Despite substantial differences in the systolic and diastolic reserve capacity during exercise, we demonstrated that pulmonary function was similarly impaired in patients with HFpEF and NCD, except for peak VO2. This led to the poor diagnostic ability of the expired gas parameters in discriminating HFpEF from NCD (all AUCs < 0.61) and these data could be related to the study by Reddy et al.19. Pulmonary diseases are common comorbidities in patients with HFpEF, and diagnosis of HFpEF in this setting is often challenging. The inclusion of more patients with pulmonary diseases in the present study might have worsened the discriminative abilities, but the discriminative abilities were modest even after excluding NCD with significant pulmonary diseases. Further studies are needed to find alternative approaches to identify HFpEF in patients with dyspnea.
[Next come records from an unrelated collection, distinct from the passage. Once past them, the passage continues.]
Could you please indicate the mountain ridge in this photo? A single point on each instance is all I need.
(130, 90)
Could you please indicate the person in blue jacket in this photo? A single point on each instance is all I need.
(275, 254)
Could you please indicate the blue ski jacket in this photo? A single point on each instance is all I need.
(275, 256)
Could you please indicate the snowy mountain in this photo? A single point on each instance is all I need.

We found a limited diagnostic value of the expired gas parameters in distinguishing HFpEF from NCD. However, this does not deny the potential clinical value of CPET imaging for the evaluation and management of HFpEF. CPET provides an objective assessment of exercise capacity by measuring peak VO2. Since exercise stress echocardiography does not allow quantitative evaluation of exercise tolerance, its combination with expired gas anlaysis is of great merit in this regard. One of the goals of HF treatment is to improve functional capacity. Repeat measurements of expired gas data, especially peak VO2, allow assessment of responses to pharmacological interventions or lifestyle modifications in patients with HFpEF26,27,28,29,30. Moreover, expired gas analysis provides important prognostic information for patients with HFpEF. Peak VO2 and the VE vs. VCO2 slope are associated with poor clinical outcomes in patients with HFpEF31,32.

The present study has several limitations. This was a single-center study conducted at a tertiary referral center, introducing a selection bias. All participants were referred for exercise stress testing, which also biased the results. The diagnosis of HFpEF was determined based on the HFA-PEFF algorithm, and a minority of the participants underwent exercise right heart catheterization, which is the current gold standard test. In the current study, expired gas data were obtained in the supine position using a stepped protocol because of simultaneous assessment with exercise stress echocardiography. This might have influenced the overall results, and our findings should be interpreted with caution. We used the septal e′ velocity to calculate E/e′ ratio, rather than the average value. However, septal E/e′ ratio is reported to be highly correlated with pulmonary capillary wedge pressure at rest and during exercise5.

Conclusions

Expired gas analysis provided an simultaneous and objective assessment of exercise capacity during exercise stress echocardiography; however, its diagnostic value in identifying HFpEF among patients with dyspnea was limited. Beyond the application of exercise prescriptions and assessment of exercise capacity, further studies are warranted to determine the role of expired gas analysis in the evaluation and management of HFpEF.